La colina está toda poblada y al correr bordeo casas de madera de dos pisos con jardín, todas distintas y todas parecidas, y de vez en cuando oigo sonar un teléfono. Eso me pone nervioso; involuntariamente aflojo el paso; aguzo la oreja para oír si hay alguien que va a contestar y me impaciento si el timbre continúa. Al continuar la carrera paso ante otra casa donde suena un teléfono, y pienso: «Hay un telefonazo que me está persiguiendo, hay alguien que busca en la guía de calles todos los números de Chestnut Lane y llama a una casa tras otra para ver si me alcanza.»

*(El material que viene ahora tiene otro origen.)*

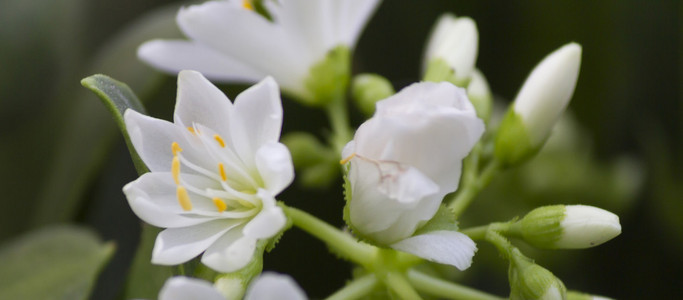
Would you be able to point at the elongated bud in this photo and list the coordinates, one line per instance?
(452, 50)
(531, 281)
(479, 93)
(573, 295)
(367, 89)
(539, 104)
(569, 227)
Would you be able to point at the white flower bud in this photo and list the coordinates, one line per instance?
(539, 104)
(455, 42)
(569, 227)
(531, 281)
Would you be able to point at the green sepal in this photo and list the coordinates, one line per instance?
(329, 78)
(367, 89)
(144, 279)
(513, 144)
(529, 280)
(57, 262)
(117, 97)
(317, 164)
(442, 220)
(438, 70)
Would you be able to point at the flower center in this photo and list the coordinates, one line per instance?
(226, 199)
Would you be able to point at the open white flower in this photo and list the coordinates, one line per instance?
(268, 286)
(229, 41)
(214, 173)
(404, 160)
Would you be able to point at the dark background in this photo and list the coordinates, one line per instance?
(62, 159)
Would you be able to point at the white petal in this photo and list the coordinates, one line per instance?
(246, 36)
(231, 252)
(186, 288)
(388, 201)
(199, 101)
(257, 118)
(446, 247)
(273, 286)
(172, 56)
(268, 222)
(177, 245)
(152, 197)
(274, 163)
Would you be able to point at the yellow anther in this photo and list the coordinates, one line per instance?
(219, 139)
(220, 204)
(247, 4)
(221, 169)
(175, 148)
(183, 198)
(175, 169)
(345, 160)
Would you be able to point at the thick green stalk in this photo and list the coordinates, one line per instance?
(445, 289)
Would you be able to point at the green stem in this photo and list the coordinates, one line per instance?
(467, 193)
(445, 289)
(342, 243)
(355, 289)
(338, 114)
(398, 283)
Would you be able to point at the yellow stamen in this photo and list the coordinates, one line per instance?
(183, 198)
(221, 169)
(175, 148)
(220, 204)
(219, 139)
(247, 5)
(175, 169)
(345, 160)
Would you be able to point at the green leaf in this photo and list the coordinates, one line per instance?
(117, 97)
(145, 279)
(442, 220)
(59, 262)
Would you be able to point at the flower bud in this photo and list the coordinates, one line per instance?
(569, 227)
(573, 295)
(367, 89)
(451, 50)
(531, 281)
(538, 106)
(480, 95)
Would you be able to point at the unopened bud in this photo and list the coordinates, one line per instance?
(569, 227)
(531, 281)
(452, 50)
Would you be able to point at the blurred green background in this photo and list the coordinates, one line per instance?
(63, 160)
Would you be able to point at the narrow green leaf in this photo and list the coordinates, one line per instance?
(117, 97)
(58, 262)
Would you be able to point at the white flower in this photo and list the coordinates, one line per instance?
(546, 92)
(454, 40)
(268, 286)
(404, 160)
(229, 41)
(214, 173)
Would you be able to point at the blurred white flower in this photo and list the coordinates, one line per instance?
(404, 160)
(214, 173)
(229, 41)
(268, 286)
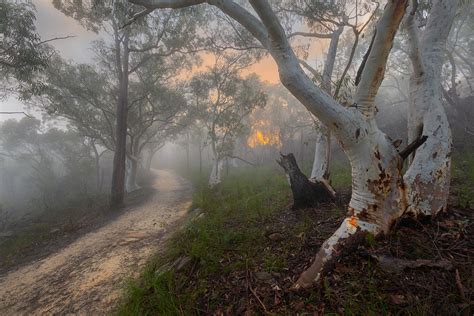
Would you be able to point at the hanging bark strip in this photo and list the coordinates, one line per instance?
(305, 192)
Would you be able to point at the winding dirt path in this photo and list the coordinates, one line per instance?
(88, 276)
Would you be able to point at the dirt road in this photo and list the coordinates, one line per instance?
(88, 276)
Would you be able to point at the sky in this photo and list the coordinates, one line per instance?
(52, 23)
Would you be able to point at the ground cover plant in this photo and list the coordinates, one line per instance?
(243, 248)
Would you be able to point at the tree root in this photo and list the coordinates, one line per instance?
(346, 239)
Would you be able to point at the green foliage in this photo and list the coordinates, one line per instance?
(230, 223)
(463, 178)
(222, 99)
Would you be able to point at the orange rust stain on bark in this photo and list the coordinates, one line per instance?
(353, 221)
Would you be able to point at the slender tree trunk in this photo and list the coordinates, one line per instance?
(149, 159)
(132, 175)
(200, 159)
(118, 173)
(97, 166)
(187, 152)
(322, 150)
(378, 193)
(216, 172)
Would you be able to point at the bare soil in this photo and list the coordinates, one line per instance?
(88, 275)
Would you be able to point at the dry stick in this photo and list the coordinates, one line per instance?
(459, 285)
(413, 146)
(24, 113)
(258, 299)
(364, 60)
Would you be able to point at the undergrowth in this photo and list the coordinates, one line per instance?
(232, 215)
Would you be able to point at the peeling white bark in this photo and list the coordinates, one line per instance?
(216, 173)
(427, 179)
(322, 150)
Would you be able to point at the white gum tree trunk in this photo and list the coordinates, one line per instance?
(428, 177)
(378, 191)
(215, 177)
(216, 173)
(322, 150)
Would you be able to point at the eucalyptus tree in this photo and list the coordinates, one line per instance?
(380, 192)
(22, 53)
(328, 21)
(132, 45)
(58, 164)
(152, 120)
(222, 98)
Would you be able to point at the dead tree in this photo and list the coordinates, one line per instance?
(305, 193)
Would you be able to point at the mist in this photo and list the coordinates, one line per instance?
(236, 157)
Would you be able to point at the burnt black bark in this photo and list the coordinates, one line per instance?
(305, 192)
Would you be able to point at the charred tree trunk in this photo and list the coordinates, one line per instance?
(305, 192)
(118, 173)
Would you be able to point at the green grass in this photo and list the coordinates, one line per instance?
(230, 223)
(463, 179)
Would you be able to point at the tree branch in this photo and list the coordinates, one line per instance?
(373, 72)
(405, 153)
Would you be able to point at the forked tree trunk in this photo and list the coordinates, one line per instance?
(428, 177)
(378, 192)
(322, 150)
(305, 192)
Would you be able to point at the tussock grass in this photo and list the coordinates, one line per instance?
(232, 214)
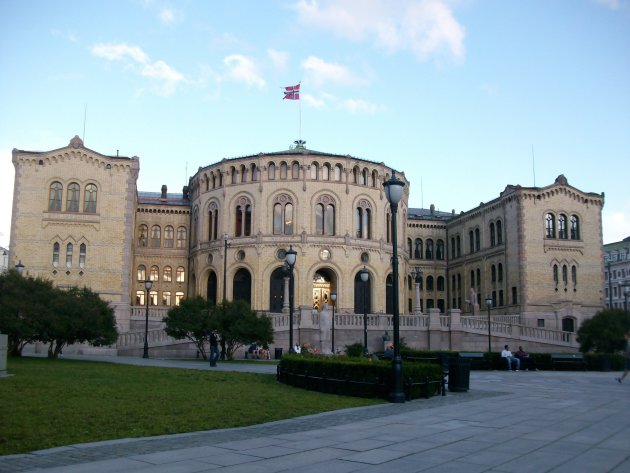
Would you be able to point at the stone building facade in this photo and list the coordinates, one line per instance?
(78, 219)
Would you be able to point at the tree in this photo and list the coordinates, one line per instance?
(239, 325)
(603, 333)
(190, 321)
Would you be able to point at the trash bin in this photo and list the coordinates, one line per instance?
(458, 375)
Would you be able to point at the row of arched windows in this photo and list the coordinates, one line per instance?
(415, 249)
(562, 227)
(69, 254)
(156, 240)
(73, 194)
(154, 274)
(291, 170)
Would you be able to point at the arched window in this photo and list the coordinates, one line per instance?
(417, 250)
(338, 172)
(562, 227)
(325, 216)
(141, 273)
(143, 235)
(550, 225)
(156, 236)
(72, 200)
(69, 251)
(89, 198)
(54, 199)
(326, 172)
(181, 237)
(82, 255)
(169, 237)
(271, 173)
(428, 252)
(56, 254)
(575, 227)
(283, 215)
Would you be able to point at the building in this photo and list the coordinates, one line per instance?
(617, 274)
(78, 219)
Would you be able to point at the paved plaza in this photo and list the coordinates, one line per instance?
(509, 422)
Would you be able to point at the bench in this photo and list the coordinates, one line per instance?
(567, 359)
(476, 359)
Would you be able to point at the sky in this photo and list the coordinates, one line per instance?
(464, 96)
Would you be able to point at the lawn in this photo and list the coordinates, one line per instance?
(51, 403)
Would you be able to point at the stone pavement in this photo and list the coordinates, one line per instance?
(509, 422)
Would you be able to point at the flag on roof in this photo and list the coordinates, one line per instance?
(292, 92)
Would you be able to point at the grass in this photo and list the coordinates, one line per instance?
(51, 403)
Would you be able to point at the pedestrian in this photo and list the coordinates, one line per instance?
(626, 356)
(214, 347)
(507, 354)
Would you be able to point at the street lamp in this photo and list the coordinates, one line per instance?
(489, 306)
(290, 257)
(393, 192)
(365, 276)
(225, 245)
(148, 284)
(333, 298)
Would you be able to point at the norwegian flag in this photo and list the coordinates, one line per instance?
(292, 92)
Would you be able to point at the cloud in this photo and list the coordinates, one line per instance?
(426, 27)
(166, 77)
(320, 72)
(279, 59)
(243, 69)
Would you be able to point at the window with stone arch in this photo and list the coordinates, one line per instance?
(550, 225)
(169, 237)
(363, 219)
(213, 221)
(243, 217)
(283, 215)
(54, 196)
(325, 215)
(72, 197)
(89, 198)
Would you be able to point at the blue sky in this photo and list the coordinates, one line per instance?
(464, 96)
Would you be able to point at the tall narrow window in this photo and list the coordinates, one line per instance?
(156, 236)
(69, 251)
(169, 237)
(562, 227)
(82, 255)
(550, 225)
(89, 198)
(56, 254)
(575, 227)
(54, 199)
(181, 237)
(72, 197)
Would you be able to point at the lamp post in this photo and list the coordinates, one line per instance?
(290, 257)
(225, 245)
(394, 191)
(489, 306)
(148, 284)
(365, 276)
(333, 298)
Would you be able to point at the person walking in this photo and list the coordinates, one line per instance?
(626, 355)
(214, 347)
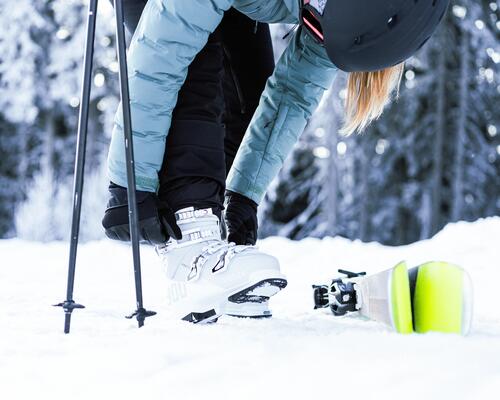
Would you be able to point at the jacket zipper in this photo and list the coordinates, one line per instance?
(235, 81)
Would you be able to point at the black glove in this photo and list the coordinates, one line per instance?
(156, 220)
(241, 219)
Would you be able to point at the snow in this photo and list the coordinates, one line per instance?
(298, 354)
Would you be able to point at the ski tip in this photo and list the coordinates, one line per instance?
(442, 298)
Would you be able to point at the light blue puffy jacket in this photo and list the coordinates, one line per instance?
(169, 35)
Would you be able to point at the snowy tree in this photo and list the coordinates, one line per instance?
(40, 80)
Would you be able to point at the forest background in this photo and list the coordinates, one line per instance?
(433, 158)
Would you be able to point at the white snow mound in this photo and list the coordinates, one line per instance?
(298, 354)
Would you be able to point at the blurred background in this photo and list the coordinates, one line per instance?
(433, 158)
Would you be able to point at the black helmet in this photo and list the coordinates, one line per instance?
(370, 35)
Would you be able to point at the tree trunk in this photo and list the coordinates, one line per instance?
(437, 172)
(458, 169)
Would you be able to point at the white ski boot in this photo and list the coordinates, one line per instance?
(209, 277)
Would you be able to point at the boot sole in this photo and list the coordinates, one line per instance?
(257, 293)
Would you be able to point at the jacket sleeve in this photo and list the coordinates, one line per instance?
(168, 37)
(291, 95)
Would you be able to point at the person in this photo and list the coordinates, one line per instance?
(369, 39)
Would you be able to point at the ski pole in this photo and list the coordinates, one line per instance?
(141, 314)
(69, 304)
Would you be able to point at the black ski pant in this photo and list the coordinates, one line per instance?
(214, 107)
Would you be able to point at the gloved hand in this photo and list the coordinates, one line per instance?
(241, 219)
(156, 220)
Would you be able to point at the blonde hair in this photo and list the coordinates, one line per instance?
(367, 95)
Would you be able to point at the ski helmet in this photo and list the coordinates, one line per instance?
(370, 35)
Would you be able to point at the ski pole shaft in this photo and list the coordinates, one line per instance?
(140, 313)
(69, 305)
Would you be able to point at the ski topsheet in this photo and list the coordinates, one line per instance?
(435, 296)
(385, 297)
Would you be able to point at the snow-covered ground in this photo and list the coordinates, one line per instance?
(298, 354)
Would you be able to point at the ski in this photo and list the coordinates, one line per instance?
(432, 297)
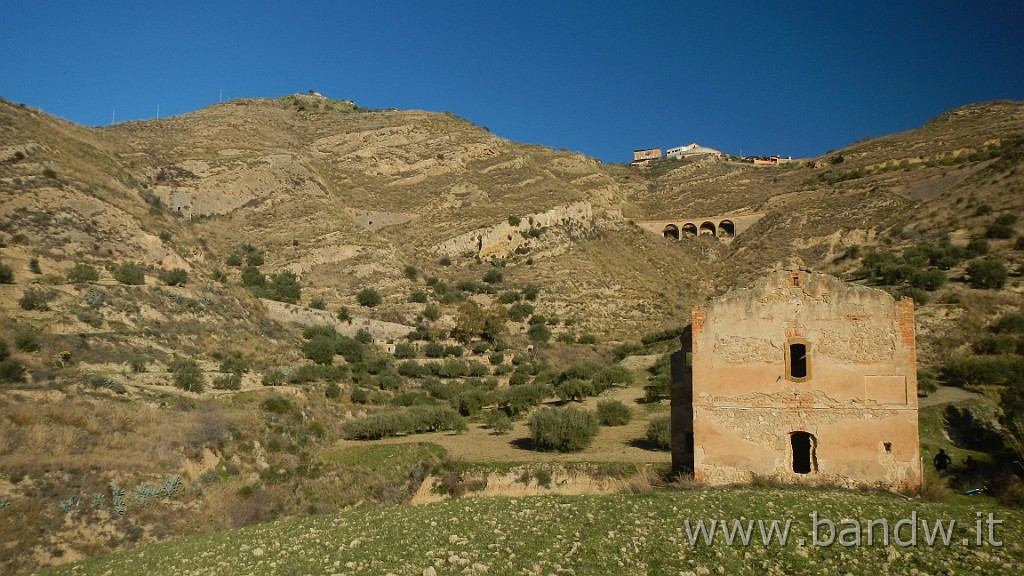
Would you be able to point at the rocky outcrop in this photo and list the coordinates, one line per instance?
(503, 239)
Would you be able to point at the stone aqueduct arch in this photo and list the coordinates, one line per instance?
(723, 228)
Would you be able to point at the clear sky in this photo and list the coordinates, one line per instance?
(601, 78)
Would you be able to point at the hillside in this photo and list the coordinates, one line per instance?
(221, 236)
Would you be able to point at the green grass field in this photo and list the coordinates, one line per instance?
(621, 534)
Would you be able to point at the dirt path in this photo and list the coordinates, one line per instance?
(946, 395)
(613, 444)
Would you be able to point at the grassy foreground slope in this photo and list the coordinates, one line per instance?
(622, 534)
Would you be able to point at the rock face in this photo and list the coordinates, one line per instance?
(802, 378)
(503, 239)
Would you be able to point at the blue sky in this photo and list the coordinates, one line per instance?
(601, 78)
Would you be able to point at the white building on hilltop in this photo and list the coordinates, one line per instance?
(690, 151)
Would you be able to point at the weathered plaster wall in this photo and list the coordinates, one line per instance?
(858, 401)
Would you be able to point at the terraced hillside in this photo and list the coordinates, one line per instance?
(455, 271)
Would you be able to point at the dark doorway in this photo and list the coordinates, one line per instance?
(803, 452)
(798, 361)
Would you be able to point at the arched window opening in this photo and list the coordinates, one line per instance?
(804, 452)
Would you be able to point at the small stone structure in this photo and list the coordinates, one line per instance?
(681, 152)
(802, 378)
(645, 157)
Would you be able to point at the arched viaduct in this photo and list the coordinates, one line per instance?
(723, 228)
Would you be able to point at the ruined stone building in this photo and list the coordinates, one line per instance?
(801, 378)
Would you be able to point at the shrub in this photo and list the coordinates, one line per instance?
(988, 274)
(976, 247)
(498, 420)
(273, 377)
(176, 277)
(186, 374)
(930, 280)
(227, 382)
(82, 273)
(333, 391)
(284, 287)
(613, 413)
(343, 315)
(138, 364)
(919, 296)
(1010, 324)
(130, 274)
(574, 389)
(998, 370)
(404, 350)
(999, 232)
(433, 350)
(510, 297)
(565, 429)
(235, 364)
(254, 257)
(609, 375)
(369, 297)
(30, 340)
(320, 348)
(11, 370)
(1007, 219)
(539, 333)
(278, 405)
(659, 432)
(530, 291)
(431, 313)
(36, 299)
(520, 398)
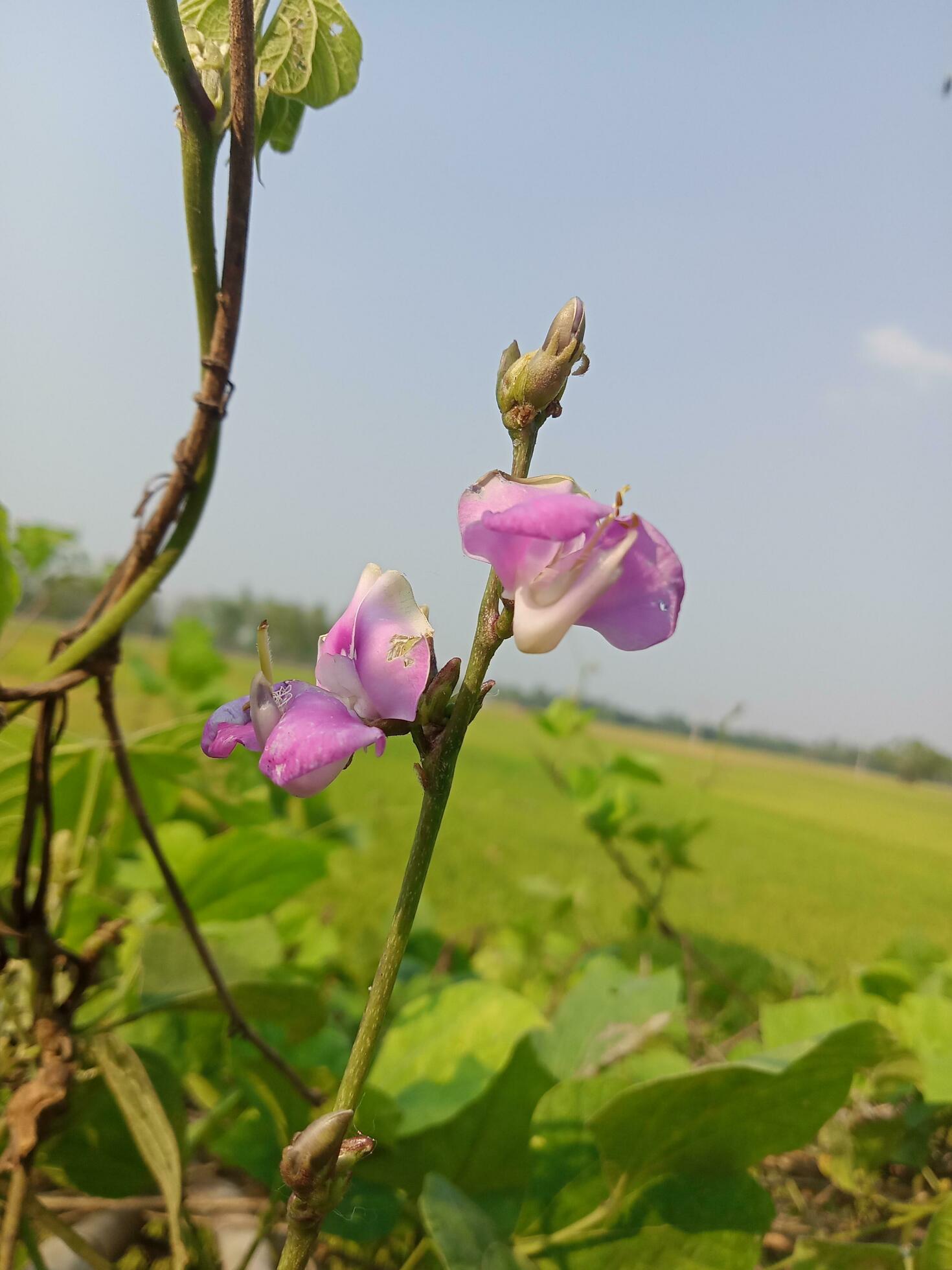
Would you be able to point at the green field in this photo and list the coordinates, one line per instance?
(805, 860)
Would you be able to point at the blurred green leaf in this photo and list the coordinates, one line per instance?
(148, 678)
(444, 1049)
(193, 661)
(825, 1255)
(172, 971)
(485, 1148)
(249, 872)
(637, 767)
(606, 1010)
(564, 718)
(728, 1118)
(936, 1253)
(37, 544)
(9, 578)
(89, 1146)
(128, 1081)
(367, 1212)
(464, 1236)
(924, 1024)
(805, 1017)
(678, 1225)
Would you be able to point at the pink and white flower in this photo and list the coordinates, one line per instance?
(372, 666)
(567, 560)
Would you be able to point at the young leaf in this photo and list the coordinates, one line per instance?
(9, 581)
(286, 52)
(128, 1081)
(211, 17)
(464, 1236)
(337, 56)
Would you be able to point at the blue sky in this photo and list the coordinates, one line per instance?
(753, 201)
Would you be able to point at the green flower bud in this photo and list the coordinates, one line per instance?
(531, 385)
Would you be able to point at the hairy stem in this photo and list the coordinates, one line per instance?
(182, 501)
(107, 708)
(438, 770)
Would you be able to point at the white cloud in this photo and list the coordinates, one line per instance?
(899, 351)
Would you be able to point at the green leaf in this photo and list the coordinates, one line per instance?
(172, 971)
(607, 1010)
(285, 131)
(128, 1081)
(444, 1047)
(936, 1253)
(825, 1255)
(564, 718)
(464, 1236)
(91, 1147)
(211, 17)
(637, 767)
(924, 1024)
(727, 1118)
(286, 52)
(249, 872)
(678, 1225)
(9, 579)
(37, 544)
(805, 1017)
(485, 1148)
(567, 1174)
(193, 660)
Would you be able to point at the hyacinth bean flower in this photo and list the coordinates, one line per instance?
(372, 666)
(567, 560)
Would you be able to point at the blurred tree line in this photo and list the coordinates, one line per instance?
(908, 759)
(59, 583)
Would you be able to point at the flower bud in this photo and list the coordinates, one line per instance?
(436, 700)
(531, 385)
(313, 1153)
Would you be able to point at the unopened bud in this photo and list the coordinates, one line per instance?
(436, 700)
(264, 710)
(314, 1152)
(531, 385)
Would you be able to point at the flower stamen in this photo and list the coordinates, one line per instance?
(264, 651)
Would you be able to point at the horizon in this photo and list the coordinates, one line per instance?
(762, 247)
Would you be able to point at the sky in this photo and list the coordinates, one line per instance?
(752, 198)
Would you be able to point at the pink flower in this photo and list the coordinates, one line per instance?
(567, 560)
(372, 665)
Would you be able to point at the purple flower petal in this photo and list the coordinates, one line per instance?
(559, 597)
(230, 726)
(555, 517)
(517, 558)
(641, 607)
(341, 636)
(391, 648)
(315, 741)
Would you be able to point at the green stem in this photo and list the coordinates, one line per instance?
(198, 158)
(148, 582)
(438, 771)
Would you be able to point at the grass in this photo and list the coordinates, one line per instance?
(801, 859)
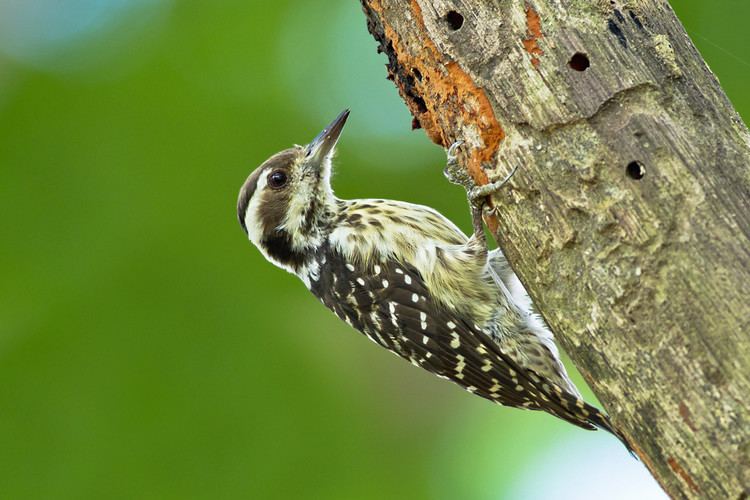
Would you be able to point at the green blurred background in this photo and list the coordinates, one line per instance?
(146, 348)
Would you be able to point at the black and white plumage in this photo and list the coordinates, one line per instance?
(411, 281)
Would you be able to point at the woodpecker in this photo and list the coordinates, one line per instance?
(411, 281)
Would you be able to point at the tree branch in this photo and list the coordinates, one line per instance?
(628, 217)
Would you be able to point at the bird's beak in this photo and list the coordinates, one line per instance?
(323, 144)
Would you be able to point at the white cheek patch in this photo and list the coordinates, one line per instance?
(252, 219)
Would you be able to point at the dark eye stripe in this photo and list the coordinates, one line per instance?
(283, 159)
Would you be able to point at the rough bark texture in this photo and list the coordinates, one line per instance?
(628, 216)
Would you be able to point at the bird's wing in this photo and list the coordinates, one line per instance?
(391, 305)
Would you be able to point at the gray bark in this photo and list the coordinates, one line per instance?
(628, 217)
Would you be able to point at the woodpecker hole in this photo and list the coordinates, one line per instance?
(579, 62)
(454, 20)
(421, 105)
(635, 170)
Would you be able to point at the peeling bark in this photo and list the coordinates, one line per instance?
(628, 217)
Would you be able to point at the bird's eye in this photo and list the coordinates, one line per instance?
(277, 179)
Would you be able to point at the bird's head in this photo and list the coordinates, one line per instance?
(286, 201)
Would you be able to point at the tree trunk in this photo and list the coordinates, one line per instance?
(628, 217)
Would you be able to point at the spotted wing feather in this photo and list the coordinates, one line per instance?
(391, 305)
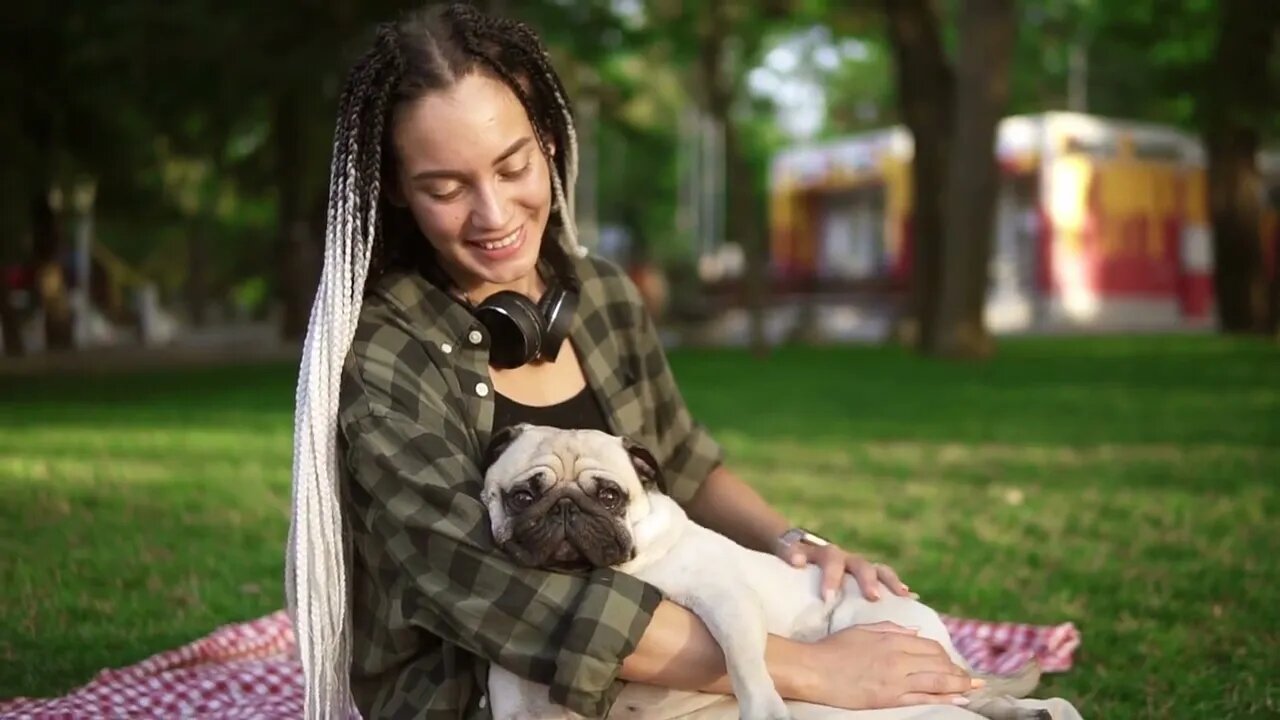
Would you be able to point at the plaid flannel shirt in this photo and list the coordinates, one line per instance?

A veces las casas están todas silenciosas y desiertas, por los troncos corren las ardillas, las urracas bajan a picar el trigo dejado para ellas en escudillas de madera. Al correr advierto una vaga sensación de alarma, y antes aún de captar el sonido con la oreja la mente registra la posibilidad del timbrazo, casi lo llama, lo ansia desde su propia ausencia, y en ese momento de una casa me llega, primero amortiguado y después cada vez más claro, el repiqueteo de la campanilla, cuyas vibraciones desde hacía tiempo habían sido recogidas ya por una antena en mi interior antes de que las percibiese el oído, y entonces me hundo en una manía absurda, soy prisionero de un círculo en cuyo centro está el teléfono que suena dentro de aquella casa, corro sin alejarme, me demoro sin acortar mis zancadas.
«Si nadie ha contestado hasta ahora es señal de que no hay nadie en casa… Pero entonces, ¿por qué siguen llamando? ¿Qué esperan? ¿Quizá vive ahí un sordo, y esperan hacerse oír insistiendo? ¿Quizá vive un paralítico, y hay que darle un tiempo larguísimo para que pueda arrastrarse hasta el aparato… Quizá vive un suicida, y mientras siguen llamándolo queda una esperanza de contener el gesto supremo…» Pienso que quizá debería tratar de ser útil, de echar una mano, ayudar al sordo, al paralítico, al suicida… Y al tiempo pienso —con la absurda lógica que opera en mi interior— que al hacer eso podría aclarar si por casualidad me están llamando a mí…
Sin dejar de correr empujo la cancela, entro en el jardín, doy una vuelta a la casa, exploro el patio trasero, tuerzo por detrás del garaje, del cobertizo de las herramientas, de la caseta del perro. Todo parece desierto, vacío. Por una ventana abierta en la trasera se ve una habitación en desorden, el teléfono sobre la mesa que sigue sonando. La persiana bate; el marco de los cristales se engancha en la cortina hecha jirones.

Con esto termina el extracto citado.